How We Check Rebates
Our process for sourcing, reviewing, and maintaining verified home energy rebate data across 49 US states.
We source from official program pages only
All rebate data comes directly from official utility program pages, state energy agency websites, IRS publications, and primary source documents — confirmed with HTTP 200 responses, program PDFs, or official portal lookups. We do not use aggregator sites, press releases, or secondhand summaries as primary data. Every source is linked and dated on the relevant page.
We show when each source was last checked
Every state rebate page shows a 'last checked' date indicating when we last verified the source data. Utility rebate pages are reviewed when programs announce changes.
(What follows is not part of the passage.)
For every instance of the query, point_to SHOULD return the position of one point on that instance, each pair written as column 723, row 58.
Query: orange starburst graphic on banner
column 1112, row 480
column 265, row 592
Federal program pages are reviewed monthly. State program pages are reviewed at least quarterly. Pages showing outdated data display a prominent notice to verify directly with the utility.
We use confidence scores, not guarantees
Confidence scores indicate how complete and verifiable a rebate estimate is based on the information available. A high confidence score means we have verified the rebate tiers from an official source and the key inputs are confirmed. A medium or low score means key inputs are missing — the estimate may still be useful but should be verified before acting on it.
We never say 'you qualify' — we say 'you may qualify'
Our calculators estimate rebate ranges based on what you tell us. We cannot verify equipment eligibility, utility participation, or actual application approval. We flag missing inputs that are required for actual eligibility and tell you what questions to ask.